From the numbers we were looking at the other day, it'd be easy to say Dozier does the same thing. As I look at it more now, their numbers are both a bit more to the extremes (Arcia especially), but not really bizarre or anything. Parker, where'd you get the .510 for Arcia when ahead?

Splits via BRef, MLB:
Ahead - .297/.463/.494 (.957)
Behind - .202/.210.294 (.504)

Dozier:
Ahead - .312/.460/.618 (1.078)
Behind - .183/.197/.254 (.451)

Arcia:
Ahead - .365/.492/.719 (1.210)
Behind - .143/.149/.171 (.320)


Wow, those are amazing splits and it underscores one of the big faults to the Twins hitting philosophy. For the most part, Twins hitters seem to guess very rarely.
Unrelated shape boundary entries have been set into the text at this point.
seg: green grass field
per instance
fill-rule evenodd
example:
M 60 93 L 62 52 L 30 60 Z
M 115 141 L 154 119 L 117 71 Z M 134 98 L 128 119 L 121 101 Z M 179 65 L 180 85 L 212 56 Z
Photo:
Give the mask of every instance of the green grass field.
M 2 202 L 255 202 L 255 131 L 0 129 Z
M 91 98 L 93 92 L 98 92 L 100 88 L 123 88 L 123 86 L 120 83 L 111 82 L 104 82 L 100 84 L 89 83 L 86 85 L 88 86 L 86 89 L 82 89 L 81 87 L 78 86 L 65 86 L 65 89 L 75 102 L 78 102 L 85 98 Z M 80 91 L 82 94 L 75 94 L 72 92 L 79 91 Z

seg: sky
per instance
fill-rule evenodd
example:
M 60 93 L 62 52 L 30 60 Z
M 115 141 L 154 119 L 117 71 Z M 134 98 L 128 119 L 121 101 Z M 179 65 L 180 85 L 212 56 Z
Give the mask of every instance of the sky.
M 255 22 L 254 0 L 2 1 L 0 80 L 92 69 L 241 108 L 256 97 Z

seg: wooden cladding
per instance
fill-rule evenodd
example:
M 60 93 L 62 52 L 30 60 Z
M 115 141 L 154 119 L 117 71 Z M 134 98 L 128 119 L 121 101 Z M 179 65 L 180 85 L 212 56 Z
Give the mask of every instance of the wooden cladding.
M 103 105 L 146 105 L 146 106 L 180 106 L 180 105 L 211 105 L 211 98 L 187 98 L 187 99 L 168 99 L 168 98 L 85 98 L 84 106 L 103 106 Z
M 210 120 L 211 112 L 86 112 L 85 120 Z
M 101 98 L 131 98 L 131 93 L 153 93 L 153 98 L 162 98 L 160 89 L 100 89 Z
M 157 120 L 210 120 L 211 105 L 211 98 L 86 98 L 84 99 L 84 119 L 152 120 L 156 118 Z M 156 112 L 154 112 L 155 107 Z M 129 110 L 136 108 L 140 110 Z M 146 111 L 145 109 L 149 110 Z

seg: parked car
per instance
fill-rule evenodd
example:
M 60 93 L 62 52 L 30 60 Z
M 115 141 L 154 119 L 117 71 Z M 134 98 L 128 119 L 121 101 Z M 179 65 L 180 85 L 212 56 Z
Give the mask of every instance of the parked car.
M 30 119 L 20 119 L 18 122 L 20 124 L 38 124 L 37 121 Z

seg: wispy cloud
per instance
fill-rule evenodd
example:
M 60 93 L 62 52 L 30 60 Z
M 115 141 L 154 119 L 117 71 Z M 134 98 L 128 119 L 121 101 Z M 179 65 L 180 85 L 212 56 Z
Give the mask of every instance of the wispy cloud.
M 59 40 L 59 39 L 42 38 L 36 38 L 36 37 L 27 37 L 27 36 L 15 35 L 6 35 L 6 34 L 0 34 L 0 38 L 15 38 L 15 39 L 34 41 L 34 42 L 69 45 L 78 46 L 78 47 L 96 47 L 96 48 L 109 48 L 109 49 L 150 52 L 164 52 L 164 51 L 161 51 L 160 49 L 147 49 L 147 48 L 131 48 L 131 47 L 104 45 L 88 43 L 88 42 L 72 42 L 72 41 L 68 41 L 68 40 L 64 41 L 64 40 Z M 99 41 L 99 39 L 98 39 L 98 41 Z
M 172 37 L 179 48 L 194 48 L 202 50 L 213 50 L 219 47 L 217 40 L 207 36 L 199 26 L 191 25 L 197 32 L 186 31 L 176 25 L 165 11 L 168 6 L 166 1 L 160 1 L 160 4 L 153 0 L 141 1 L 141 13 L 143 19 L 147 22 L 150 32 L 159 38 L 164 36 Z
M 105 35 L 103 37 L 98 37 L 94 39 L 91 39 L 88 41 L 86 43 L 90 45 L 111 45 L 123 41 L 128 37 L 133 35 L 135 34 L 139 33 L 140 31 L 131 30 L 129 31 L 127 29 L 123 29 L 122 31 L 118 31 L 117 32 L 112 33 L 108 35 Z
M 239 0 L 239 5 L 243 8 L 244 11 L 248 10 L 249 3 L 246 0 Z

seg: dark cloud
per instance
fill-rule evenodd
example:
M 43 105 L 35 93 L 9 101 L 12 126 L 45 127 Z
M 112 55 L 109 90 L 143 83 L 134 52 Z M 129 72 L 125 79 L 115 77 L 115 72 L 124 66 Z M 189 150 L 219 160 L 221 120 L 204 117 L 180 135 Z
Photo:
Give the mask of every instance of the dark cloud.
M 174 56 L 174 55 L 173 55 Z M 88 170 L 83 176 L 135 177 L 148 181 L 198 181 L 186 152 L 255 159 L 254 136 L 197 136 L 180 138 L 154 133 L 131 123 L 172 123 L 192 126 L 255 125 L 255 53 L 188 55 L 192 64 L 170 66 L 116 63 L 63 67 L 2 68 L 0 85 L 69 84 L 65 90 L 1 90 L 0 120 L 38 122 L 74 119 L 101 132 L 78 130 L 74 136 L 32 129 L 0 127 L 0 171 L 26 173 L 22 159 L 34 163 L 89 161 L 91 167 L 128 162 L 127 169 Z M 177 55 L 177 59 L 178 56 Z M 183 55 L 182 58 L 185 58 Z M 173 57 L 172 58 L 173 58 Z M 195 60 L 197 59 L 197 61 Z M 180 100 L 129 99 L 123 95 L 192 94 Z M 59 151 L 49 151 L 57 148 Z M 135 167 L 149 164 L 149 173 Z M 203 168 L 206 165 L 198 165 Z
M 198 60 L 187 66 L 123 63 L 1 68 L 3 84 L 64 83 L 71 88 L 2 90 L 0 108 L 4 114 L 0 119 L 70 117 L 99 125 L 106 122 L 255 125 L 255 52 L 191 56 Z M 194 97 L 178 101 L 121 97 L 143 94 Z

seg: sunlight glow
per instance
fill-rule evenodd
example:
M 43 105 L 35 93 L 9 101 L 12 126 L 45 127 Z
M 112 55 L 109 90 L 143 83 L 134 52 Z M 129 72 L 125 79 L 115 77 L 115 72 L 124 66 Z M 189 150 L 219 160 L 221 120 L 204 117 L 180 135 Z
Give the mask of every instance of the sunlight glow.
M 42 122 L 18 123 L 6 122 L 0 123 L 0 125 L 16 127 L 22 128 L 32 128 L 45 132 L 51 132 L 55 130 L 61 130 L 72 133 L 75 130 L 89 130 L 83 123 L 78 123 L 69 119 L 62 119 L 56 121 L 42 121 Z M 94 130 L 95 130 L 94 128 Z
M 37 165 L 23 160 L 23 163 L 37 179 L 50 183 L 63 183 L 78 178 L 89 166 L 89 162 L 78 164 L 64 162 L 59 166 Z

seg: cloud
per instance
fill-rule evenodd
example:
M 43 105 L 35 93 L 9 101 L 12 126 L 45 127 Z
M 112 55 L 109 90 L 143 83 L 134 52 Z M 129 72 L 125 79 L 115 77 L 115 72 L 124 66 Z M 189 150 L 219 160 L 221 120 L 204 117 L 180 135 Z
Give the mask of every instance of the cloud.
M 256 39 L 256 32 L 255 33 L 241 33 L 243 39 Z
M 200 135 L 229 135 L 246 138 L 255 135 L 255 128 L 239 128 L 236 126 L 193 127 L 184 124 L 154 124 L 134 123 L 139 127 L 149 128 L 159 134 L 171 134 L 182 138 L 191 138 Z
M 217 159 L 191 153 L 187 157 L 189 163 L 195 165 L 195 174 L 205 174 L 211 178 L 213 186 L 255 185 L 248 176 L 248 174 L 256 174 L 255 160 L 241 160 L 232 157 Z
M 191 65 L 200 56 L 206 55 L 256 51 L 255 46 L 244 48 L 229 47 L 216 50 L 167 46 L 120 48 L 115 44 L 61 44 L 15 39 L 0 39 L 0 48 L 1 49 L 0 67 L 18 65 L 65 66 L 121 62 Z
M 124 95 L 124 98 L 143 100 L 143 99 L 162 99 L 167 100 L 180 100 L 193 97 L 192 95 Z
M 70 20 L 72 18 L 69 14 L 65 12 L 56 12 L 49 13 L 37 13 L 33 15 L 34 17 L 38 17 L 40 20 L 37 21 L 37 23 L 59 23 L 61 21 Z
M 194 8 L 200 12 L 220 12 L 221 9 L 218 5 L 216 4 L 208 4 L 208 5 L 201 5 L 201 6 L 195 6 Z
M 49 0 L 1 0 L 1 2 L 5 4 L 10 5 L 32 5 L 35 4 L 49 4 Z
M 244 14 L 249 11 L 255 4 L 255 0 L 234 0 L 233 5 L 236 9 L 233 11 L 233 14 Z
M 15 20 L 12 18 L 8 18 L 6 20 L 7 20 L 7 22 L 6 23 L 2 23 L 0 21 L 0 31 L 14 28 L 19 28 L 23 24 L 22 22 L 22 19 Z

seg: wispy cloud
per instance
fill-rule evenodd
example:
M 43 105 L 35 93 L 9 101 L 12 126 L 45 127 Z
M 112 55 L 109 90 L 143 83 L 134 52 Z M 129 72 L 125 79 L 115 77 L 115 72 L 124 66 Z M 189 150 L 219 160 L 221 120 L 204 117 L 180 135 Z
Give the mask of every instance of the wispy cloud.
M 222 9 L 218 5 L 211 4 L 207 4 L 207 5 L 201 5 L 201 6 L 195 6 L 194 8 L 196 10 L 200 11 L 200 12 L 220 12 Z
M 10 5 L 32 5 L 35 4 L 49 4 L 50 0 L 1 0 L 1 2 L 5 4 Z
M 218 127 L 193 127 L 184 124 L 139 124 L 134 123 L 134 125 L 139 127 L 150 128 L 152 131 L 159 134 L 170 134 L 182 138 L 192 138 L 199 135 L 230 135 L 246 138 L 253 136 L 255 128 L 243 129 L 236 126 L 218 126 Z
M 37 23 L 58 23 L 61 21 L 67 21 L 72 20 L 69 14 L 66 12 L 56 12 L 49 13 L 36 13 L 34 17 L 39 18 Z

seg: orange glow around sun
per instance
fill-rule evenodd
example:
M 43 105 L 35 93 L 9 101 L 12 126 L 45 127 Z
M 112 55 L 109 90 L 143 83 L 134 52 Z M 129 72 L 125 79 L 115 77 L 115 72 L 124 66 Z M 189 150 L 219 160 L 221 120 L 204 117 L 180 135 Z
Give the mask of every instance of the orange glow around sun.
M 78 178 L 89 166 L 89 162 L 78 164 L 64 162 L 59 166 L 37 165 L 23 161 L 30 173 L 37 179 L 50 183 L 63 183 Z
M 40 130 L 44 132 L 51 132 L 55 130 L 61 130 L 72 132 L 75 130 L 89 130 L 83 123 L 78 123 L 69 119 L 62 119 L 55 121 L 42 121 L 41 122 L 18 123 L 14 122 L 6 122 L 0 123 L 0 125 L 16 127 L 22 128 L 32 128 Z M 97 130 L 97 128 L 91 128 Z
I'd like to seem them guess a lot more. Way too often our hitters seem to try to cover the whole plate or look to slap the ball oppo, even before they get 2 strikes. I really hope the coaching staff is looking at this and will develop a cheat sheet for each opposing pitcher regarding what they like to do on 0-0, 0-1, 1-0, and 1-1 counts. If our hitters can do a better job of guessing on these early counts hopefully they'll either hit balls harder earlier in the count, effectively increasing their OPS earlier in the count (by taking the same approach as if it was 2-0 or 3-1). And if it helps them get in hitters count, then all the better. There's no excuse for swinging at pitches outside the zone with less than two strikes. It would be really interesting to see a comparison of Twins hitters O-swing% versus other teams in the league with less than 2 strikes. Maybe somebody with more time and expertise with the data could look into that. And it would be interesting to compare the difference in ISO between AAA/AA and the majors for Twins players versus players from other teams. It seems like our guys have a much harder time getting SLG to transfer from the minors to the majors. If our coaching staff can't address this (if we truly are below average in this regard), it makes all our projections about future prospect stardom a mute point.

These are the metrics we should use to grade our manager and hitting coaches.

Edited by alskntwnsfn, 15 January 2014 - 01:52 PM.